Santo Domingo.– La nómina del sector público de la República Dominicana alcanzó los 780,060 empleados en mayo de 2026, lo que representa un incremento de 35,789 trabajadores en comparación con el mismo mes de 2025, equivalente a un crecimiento interanual de 4.8 %, de acuerdo con estadísticas de la Superintendencia de Salud y Riesgos Laborales (Sisalril).
Las cifras indican que, durante ese período, el Estado incorporó un promedio de 130 nuevos empleados por día, reflejando la continuidad de la expansión del aparato estatal.
Crecimiento sostenido en la última década
Los datos muestran que la cantidad de servidores públicos ha mantenido una tendencia ascendente en los últimos años.
Entre mayo de 2017 y mayo de 2026, la nómina pública pasó de 576,324 a 780,060 trabajadores, lo que supone un aumento de 203,736 empleados y un crecimiento acumulado de 35.4 % en un período de diez años.
Este comportamiento evidencia una expansión constante del empleo en las instituciones del Estado.
Mayor impacto sobre el gasto público
El incremento de la nómina pública no solo representa un mayor desembolso en salarios, sino que también implica un aumento en otros compromisos financieros asumidos por el Estado.

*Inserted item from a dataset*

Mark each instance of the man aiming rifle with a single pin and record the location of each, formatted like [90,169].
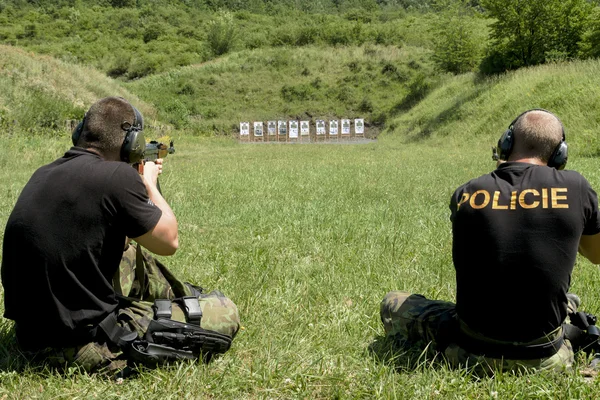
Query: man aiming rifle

Cada nueva contratación conlleva costos adicionales relacionados con las contribuciones a la seguridad social, regalía pascual, vacaciones, prestaciones laborales y, en muchos casos, obligaciones futuras vinculadas al sistema de pensiones.
De acuerdo con la Ley General de Presupuesto del Estado, las remuneraciones constituyen el principal componente del gasto público, por lo que un crecimiento sostenido del número de empleados incrementa los recursos que el Gobierno debe destinar de forma permanente para cumplir con estas obligaciones.
Recursos financiados por los contribuyentes
El análisis señala que los recursos destinados al pago de la nómina pública provienen, directa o indirectamente, de los contribuyentes.
En ese sentido, una expansión continua del empleo estatal implica que una mayor proporción de los recursos generados por la actividad económica se destine al financiamiento del aparato gubernamental, reduciendo la disponibilidad de esos fondos para el ahorro, la inversión, el emprendimiento y el consumo por parte de ciudadanos y empresas.